Et quant il s’agit de marginaliser une partie précise de la population, il semble primordial pour un gouvernement de s’entourer de pantins faisant autorité dans le milieu visé par ces mesures restrictives. Ces derniers portent un message apaisant et persuadent les leurs que les décisions prises sont bonnes pour eux. Pour ce faire, il suffit de flatter l’égo de ces porte-parole opportunistes, leur faire croire que leur voix compte et qu’aucun mal ne sera fait à leur peuple. Inévitablement, en plus de créer des dissensions au sein de la communauté concernée, cela dissipe les craintes et sape toute velléité de révolte.
Pour renforcer ce sentiment d’impossible cohésion, la construction du récit est ici extrêmement habile et la volonté de Simon de toujours prendre son temps, un vrai atout. Car pour la population juive, la principale concernée par ce revirement de l’Histoire, les choses vont évoluer par petites touches, imperceptiblement. Dès lors, on pourrait critiquer la lenteur du récit et l’absence de spectaculaire dans une histoire où l’horreur aurait pu trouver sa place. Elle se démarque en cela d’une production comme « The Handmaid Tale ». Mais au final, ce parti-pris est cohérent car ainsi, la menace qui pèse sur eux semble si lointaine qu’une réaction de masse ne paraît pas indispensable.

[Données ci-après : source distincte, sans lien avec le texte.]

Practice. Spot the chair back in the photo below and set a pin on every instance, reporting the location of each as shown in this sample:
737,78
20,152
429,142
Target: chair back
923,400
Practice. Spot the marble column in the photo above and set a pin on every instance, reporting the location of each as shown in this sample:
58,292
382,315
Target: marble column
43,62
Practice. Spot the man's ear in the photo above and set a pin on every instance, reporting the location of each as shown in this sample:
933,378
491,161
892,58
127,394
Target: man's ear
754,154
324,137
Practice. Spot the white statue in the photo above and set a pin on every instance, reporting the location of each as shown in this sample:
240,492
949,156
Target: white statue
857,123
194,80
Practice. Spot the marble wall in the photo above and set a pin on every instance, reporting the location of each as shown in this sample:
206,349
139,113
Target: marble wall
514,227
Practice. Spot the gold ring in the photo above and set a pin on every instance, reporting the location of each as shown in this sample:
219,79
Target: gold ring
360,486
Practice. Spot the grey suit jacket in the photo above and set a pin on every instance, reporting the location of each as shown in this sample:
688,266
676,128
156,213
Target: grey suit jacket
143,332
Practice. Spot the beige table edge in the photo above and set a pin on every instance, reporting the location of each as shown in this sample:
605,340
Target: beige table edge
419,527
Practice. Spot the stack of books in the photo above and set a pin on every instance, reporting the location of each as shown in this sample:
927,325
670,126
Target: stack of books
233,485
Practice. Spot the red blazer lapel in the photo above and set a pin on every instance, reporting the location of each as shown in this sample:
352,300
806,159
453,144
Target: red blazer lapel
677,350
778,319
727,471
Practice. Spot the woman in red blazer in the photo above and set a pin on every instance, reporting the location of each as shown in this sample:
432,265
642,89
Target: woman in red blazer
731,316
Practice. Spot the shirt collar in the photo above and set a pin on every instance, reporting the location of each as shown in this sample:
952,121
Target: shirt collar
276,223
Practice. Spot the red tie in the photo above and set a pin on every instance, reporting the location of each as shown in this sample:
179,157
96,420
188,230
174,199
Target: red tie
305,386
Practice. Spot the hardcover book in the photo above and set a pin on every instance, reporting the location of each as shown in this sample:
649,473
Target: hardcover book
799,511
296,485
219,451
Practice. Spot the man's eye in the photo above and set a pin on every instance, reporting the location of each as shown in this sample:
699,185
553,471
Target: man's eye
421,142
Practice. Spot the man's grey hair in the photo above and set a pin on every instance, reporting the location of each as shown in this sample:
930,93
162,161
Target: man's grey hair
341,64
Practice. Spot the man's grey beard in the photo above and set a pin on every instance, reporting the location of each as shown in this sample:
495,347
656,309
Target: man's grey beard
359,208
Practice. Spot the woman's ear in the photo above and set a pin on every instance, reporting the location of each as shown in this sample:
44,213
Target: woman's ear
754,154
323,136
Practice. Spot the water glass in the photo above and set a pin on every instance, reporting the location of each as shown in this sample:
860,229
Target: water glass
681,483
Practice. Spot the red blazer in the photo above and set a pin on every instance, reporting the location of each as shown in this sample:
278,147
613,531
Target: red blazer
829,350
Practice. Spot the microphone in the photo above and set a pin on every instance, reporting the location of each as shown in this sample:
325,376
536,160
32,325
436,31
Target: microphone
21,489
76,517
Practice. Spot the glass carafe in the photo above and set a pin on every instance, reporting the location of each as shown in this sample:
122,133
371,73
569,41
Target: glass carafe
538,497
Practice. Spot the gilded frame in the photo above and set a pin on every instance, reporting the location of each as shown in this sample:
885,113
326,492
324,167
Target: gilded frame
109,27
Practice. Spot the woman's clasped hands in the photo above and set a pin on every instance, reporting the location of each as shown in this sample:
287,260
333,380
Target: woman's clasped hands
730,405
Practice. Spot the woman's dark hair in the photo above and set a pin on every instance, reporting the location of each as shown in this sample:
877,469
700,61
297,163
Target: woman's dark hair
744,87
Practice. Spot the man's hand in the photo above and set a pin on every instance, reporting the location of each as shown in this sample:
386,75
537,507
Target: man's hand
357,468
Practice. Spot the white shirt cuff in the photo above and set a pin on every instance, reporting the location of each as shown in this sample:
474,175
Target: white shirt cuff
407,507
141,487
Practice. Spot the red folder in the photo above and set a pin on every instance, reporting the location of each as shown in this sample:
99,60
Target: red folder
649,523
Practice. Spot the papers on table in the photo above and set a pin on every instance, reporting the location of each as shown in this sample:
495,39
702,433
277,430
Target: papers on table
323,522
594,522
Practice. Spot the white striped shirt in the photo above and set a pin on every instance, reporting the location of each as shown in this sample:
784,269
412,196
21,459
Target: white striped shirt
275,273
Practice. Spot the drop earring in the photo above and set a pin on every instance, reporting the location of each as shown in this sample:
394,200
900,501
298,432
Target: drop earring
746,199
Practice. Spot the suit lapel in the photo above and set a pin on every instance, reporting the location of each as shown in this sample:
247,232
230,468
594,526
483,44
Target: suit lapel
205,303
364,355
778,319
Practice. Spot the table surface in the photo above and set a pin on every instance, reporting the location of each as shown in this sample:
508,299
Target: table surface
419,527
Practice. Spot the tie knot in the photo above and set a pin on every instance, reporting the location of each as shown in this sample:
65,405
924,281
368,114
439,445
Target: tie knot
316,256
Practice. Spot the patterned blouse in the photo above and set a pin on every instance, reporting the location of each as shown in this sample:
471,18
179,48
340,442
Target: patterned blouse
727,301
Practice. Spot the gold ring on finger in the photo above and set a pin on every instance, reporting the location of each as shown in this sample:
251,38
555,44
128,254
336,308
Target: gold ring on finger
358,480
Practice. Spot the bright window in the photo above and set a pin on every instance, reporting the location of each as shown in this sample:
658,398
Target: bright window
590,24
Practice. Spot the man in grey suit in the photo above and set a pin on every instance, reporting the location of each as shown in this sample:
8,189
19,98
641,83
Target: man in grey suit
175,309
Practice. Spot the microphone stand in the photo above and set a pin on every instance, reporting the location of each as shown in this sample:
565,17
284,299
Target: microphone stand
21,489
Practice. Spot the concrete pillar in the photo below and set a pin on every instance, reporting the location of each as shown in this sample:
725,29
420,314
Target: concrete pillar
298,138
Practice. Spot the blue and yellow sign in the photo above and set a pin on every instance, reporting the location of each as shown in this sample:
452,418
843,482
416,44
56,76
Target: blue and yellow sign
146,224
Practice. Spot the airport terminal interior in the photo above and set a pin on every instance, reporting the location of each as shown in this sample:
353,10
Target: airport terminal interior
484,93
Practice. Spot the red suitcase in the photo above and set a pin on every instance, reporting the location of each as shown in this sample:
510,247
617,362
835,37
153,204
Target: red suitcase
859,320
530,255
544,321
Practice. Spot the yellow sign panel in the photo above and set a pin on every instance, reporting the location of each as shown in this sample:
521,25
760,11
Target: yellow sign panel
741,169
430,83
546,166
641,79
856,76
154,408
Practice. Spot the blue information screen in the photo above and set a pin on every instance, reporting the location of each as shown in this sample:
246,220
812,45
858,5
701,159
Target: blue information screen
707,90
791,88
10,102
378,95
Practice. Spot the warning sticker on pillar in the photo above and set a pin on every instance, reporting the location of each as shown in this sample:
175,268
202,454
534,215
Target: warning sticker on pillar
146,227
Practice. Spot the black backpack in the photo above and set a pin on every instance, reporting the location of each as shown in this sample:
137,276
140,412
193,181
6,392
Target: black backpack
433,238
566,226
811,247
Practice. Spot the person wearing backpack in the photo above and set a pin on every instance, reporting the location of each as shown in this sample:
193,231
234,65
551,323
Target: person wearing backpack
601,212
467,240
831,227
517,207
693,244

Par contre, une fois les pièces du puzzle imbriquées, le rythme du récit, toujours en phase avec celui des événements, va s’accélérer brutalement lors d’un dernier épisode terrifiant où la tension dramatique monte de plusieurs crans. Il est dès lors trop tard pour réagir ou pour fuir. On a tout à coup le sentiment qu’une machine se met en branle et que ceux-là même qui l’ont mis en place (parfois naïvement) sont impuissants à la juguler, dépassés par le monstre qu’ils ont créé. Ils n’ont alors plus que leurs yeux pour pleurer ou du déni à proposer. Car derrière eux, les loups sont prêts à surgir du bois, soutenus par un peuple qui n’attendait qu’une étincelle pour déverser une haine trop longtemps contenue. Gardant sa ligne de conduite, Simon interrompra son récit pour ne pas basculer dans la surenchère et le sensationnalisme. A nous de constater que ce a qui a abouti à cette situation est irréversible.
Mais cette illustration presque didactique de l’arrivée au pouvoir d’un régime raciste est parcourue dans son final d’éléments narratifs dédouanant certains acteurs de l’histoire. Il est en effet question d’un complot (imaginé à partir d’un fait historique remanié pour la cause du récit) qui suggère que ceux-ci n’étaient que les pions d’une machination qu’ils voulaient atténuer ou dont ils n’avaient pas connaissance. Cela ternit un peu la démonstration.
Porté par une mise en scène assez virtuose sans jamais être excessive dans ses effets et une direction d’acteurs toujours aussi exceptionnelle, on peut affirmer que Simon a toutefois réussi son pari. Et si le sujet fait froid dans le dos, venant d’un auteur très lucide sur la nature humaine et ses faiblesses, l’avertissement qu’il nous lance est sans appel.